In the present proceeding in the district court, the defendants filed a motion for summary judgment on the ground that they were entitled to qualified immunity because of their reasonable belief, as of that moment in time, that they had not violated any clearly established law during the time period for which plaintiffs asked for monetary damages from these individual defendants. In this regard, the plaintiffs in their brief state that the district court erred in holding that the law requiring prisons to accommodate religious dietary needs of its inmates was not clearly established between February 1998 and May 2000, and that, in fact, such was “clearly established” at that time.

As to plaintiffs’ request for an injunctive order, the defendants moved to dismiss that claim on the ground of mootness. In connection therewith, the defendants stated that they had been providing plaintiffs with kosher diets continuously since May 15, 2000 and would continue to do so and had “no intention of disobeying Beerheide III.” The plaintiffs responded by suggesting that the defendants “could theoretically revert to its practice in effect prior to May 2000.”

Qualified Immunity

We review an order denying or granting summary judgment on the grounds of qualified immunity de novo.
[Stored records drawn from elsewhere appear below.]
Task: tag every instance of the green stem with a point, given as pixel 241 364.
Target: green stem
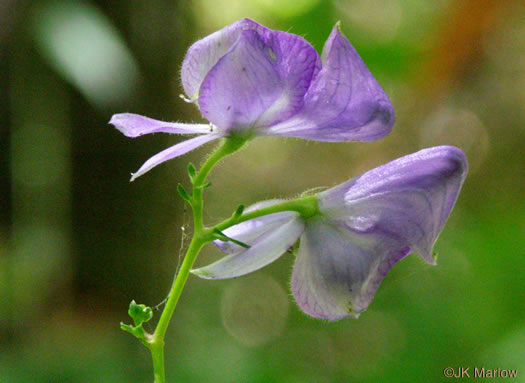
pixel 306 206
pixel 201 236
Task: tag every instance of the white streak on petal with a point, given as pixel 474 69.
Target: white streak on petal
pixel 264 251
pixel 174 151
pixel 134 125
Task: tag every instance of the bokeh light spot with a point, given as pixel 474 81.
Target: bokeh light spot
pixel 254 309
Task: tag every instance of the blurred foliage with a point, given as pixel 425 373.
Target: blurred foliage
pixel 78 242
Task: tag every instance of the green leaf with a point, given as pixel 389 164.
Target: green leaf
pixel 192 172
pixel 139 313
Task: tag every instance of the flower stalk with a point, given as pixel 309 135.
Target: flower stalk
pixel 306 206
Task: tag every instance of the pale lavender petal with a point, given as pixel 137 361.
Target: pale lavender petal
pixel 174 151
pixel 248 231
pixel 260 81
pixel 204 54
pixel 336 273
pixel 409 198
pixel 134 125
pixel 263 251
pixel 297 66
pixel 344 102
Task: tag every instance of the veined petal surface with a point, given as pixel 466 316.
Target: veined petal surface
pixel 337 272
pixel 261 80
pixel 204 54
pixel 410 198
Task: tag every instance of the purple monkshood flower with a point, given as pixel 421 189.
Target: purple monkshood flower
pixel 364 227
pixel 248 80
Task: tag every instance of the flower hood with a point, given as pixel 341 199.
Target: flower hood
pixel 248 80
pixel 365 226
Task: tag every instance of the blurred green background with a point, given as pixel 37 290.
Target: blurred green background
pixel 78 241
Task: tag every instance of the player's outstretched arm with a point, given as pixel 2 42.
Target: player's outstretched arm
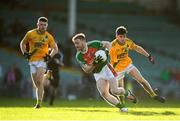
pixel 141 50
pixel 88 68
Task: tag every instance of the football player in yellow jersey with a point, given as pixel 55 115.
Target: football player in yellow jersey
pixel 122 63
pixel 39 42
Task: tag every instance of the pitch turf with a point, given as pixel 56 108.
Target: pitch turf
pixel 22 109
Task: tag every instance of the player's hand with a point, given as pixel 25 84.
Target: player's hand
pixel 27 55
pixel 97 59
pixel 151 59
pixel 47 58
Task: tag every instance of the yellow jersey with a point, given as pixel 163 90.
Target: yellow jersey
pixel 38 44
pixel 119 57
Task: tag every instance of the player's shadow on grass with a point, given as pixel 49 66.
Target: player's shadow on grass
pixel 87 110
pixel 148 113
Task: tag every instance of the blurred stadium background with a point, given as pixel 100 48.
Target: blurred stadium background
pixel 153 24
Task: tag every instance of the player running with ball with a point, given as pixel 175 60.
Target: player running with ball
pixel 104 74
pixel 122 63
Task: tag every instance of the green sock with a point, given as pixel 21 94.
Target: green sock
pixel 126 93
pixel 39 102
pixel 122 99
pixel 119 105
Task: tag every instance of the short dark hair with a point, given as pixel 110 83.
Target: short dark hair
pixel 121 30
pixel 80 36
pixel 43 19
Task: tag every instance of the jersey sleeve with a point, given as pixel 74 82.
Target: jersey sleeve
pixel 132 44
pixel 96 44
pixel 51 41
pixel 26 38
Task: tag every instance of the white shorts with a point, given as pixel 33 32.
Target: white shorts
pixel 107 73
pixel 122 73
pixel 36 64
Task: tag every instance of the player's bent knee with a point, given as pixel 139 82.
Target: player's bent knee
pixel 119 91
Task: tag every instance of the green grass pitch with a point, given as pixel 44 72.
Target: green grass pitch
pixel 22 109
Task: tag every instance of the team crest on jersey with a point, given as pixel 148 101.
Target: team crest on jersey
pixel 45 38
pixel 89 56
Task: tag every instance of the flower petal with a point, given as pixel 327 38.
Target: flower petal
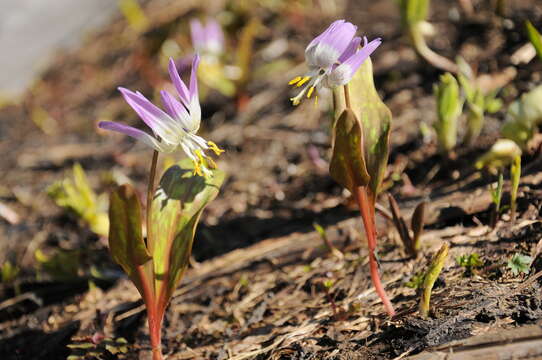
pixel 344 72
pixel 182 90
pixel 134 133
pixel 160 122
pixel 350 50
pixel 176 109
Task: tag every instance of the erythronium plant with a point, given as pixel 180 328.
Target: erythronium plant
pixel 332 58
pixel 360 154
pixel 362 121
pixel 156 264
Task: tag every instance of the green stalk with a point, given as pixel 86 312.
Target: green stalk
pixel 431 276
pixel 155 314
pixel 515 174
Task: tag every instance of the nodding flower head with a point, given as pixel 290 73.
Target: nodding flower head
pixel 333 58
pixel 176 126
pixel 207 40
Holland v. Harrington, 268 F.3d 1179, 1185 (10th Cir.2001). A public official, such as Ortiz, Zavislan, or Zalman, acting in his or her individual capacity, is presumed to be immune from a proceeding under 42 U.S.C. § 1983. Schalk v. Gallemore, 906 F.2d 491, 499 (10th Cir.1990). 2 *734 A public employee is entitled to qualified immunity “in all but the most exceptional cases.... ” Tonkovich v.